8. Be liberal. Permit the riders to ride the greater part of the time at will, or, if on the track, without regard to the distances. They then have a greater opportunity to really control and to correct the attitudes, positions and movements of their horses. It also permits the horses to assume their individual natural gaits and avoids irritation by forcing them too soon to take regulation gaits.

9. Be tenacious. Never provoke a struggle which can properly be avoided.

10. Summation. In the horses’ training, great attention should be paid, first, to their conditioning; second, to their tranquility; third, to their training, properly speaking. ANY SYSTEM OF TRAINING THAT NEGLECTS THE CONDITIONING OR WHICH DESTROYS THE TRANQUILITY OF HORSES, IS DEFECTIVE.

Final conclusion – the truth

Those of you who read my last article may well be smelling a rat at this stage. I lied to you! These 10 points come not from Carl Hester in 2017 but from the U.S. Cavalry Manual of Horsemanship in 1936! They come from the beginning of Part II, Education of the Horse … and bear in mind the manual is not talking about training dressage horses but training remounts to serve in the USA cavalry.

So who was fooled? Some of you I would guess. So why have I done this? It is not just because I admire both the work of Carl Hester and General Chamberlin, who largely wrote the Cavalry Manual. My point is that so much in the Cavalry Manual is forgotten or lost, and so much from other wise coaches is also lost, therefore coaches who study their subject have much to gain and then much to contribute to the training world…. and then we can avoid the need to keep totally reinventing the training bicycle. Improving definitely, and always simplifying, but not reinventing. Yes there are some things I don’t agree with in the Cavalry Manual but there is much that is both good and mentally stimulating.
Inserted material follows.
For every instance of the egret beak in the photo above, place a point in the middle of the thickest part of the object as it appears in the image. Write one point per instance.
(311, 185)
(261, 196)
Of course we are lucky to be blessed with a huge amount of film of Carl and Charlotte, so there is a better record than with many master trainers from the past. Therefore there is every chance that Carl’s work and words will not be forgotten, but instead remembered and used to show the way to the next generation of riders who want to ride dressage in a kinder, better way….. a way that is undoubtedly safer for event riders who need a horse to have good instincts across country.